While most campaign internet users say convenience is a major reason they use the internet, more than half cite the internet’s breadth of information and perspectives as a major reason for their online activity.

For most, the internet’s value lies in its convenience. But many also cite its virtues as a source of information beyond that which is available in other media.  

  • 71% of campaign internet users cited convenience as a major reason they get political news online.
  • 49% said a major reason they got political news online is that they could get information on the Web that is not available elsewhere as a major reason.
  • 41%said a major reason they got political news online is that they don’t get all the news and information they want from traditional news sources such as the daily newspaper or network TV news.
  • 34% said a major reason they got political news online is that they can get perspectives from outside their community on candidates and issues
  • 28% said a major reason the got political news online was to get local perspectives on the races.
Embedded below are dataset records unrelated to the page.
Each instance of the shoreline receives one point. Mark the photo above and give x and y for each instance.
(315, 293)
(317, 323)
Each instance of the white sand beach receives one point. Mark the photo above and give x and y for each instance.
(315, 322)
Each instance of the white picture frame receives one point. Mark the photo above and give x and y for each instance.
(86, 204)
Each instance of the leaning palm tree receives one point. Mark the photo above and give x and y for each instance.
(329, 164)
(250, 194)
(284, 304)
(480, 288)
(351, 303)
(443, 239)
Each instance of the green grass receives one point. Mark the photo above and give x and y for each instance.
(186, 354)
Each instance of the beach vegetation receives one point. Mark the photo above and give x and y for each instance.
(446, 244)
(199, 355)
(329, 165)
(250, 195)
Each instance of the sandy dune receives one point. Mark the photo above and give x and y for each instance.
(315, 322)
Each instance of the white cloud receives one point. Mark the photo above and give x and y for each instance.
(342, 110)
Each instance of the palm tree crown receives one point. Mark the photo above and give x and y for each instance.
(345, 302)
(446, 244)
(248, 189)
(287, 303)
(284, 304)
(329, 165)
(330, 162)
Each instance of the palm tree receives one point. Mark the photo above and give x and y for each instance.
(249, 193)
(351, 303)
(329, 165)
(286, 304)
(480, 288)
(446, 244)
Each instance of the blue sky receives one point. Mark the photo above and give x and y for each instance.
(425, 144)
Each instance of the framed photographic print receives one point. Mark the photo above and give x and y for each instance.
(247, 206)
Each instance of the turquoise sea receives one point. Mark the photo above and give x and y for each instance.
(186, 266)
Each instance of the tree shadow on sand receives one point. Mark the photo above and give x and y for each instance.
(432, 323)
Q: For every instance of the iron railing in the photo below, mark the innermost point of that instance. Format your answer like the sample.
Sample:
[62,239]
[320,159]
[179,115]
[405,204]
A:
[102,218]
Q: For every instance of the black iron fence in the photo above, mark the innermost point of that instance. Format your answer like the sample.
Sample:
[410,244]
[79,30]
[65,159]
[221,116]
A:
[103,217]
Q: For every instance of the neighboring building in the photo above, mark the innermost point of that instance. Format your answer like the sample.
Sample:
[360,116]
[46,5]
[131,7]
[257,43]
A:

Republicans and Democrats were equally likely to rely on the internet – but there were partisan trends in usage of other political news sources.

Republican and Democratic voters were equally likely to say that the internet was their main source of election news (17% among each group). Seen a somewhat different way, the internet news audience for the 2006 race was no different in its vote preferences than the public as a whole.

In contrast, there were notable differences between Republican and Democratic voters in their preferences for other news sources. For instance, Democratic voters were more likely than Republicans to cite newspapers and certain broadcast and cable news operations such as CBS, ABC and CNN as their main sources of news, while Republicans were more likely to favor the Fox cable TV News and radio.